Just when I thought I’d seen the worst the Department of Work and Pensions had to throw at us, they came up with something new. A document has surfaced which gives guidance to those who face disability and illness. The advice includes:
“Avoid words that sound worse than they are.
You may find it helpful to use official diagnosis terms, e.g. Multiple Sclerosis, PTSD
Equally, you may wish to avoid terms such as depression, M.E., or low back pain, etc. and use more general terms such as; low mood or a mental health condition, a fatigue-related condition, an ongoing pain condition, etc…”
Having suffered with ME for most of my life, I am well acquainted with stigma and misunderstanding, but for the DWP and Jobcentre to actually suggest that I should avoid using my diagnosis – well, ironically, I’m still yet to find the appropriate words.
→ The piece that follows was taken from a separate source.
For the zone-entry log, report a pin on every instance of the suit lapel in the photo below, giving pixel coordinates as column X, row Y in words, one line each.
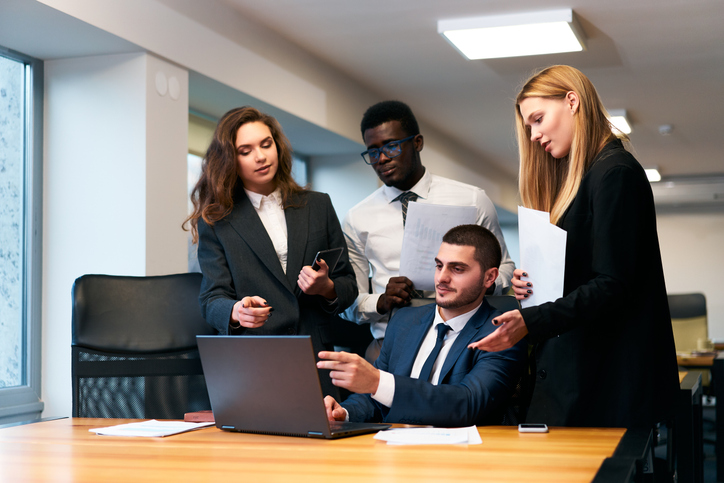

The shadow minister for disabled people, Marsha De Cordova, raised her concerns about the advice in the House of Commons and there was outrage in the press. But once it subsides, we’re still left with the feeling that we just don’t belong and have no place in the working world.
To me personally there’s a further irony. I have actually done as the DWP suggests. I do hide and obfuscate my illness when it comes to the world of employment.
I was forced to attend mandatory jobseeker meetings recently as a requisite of receiving employment support allowance. I was quickly told that I was overqualified for this particular jobcentre to be able to find me employment. Same old story really: I fell between the cracks. My CV is fairly interesting with some decent accolades, but I can’t maintain a nine-to-five working life due to the unrelenting impact of the illness. I’m left on the sidelines of the working world.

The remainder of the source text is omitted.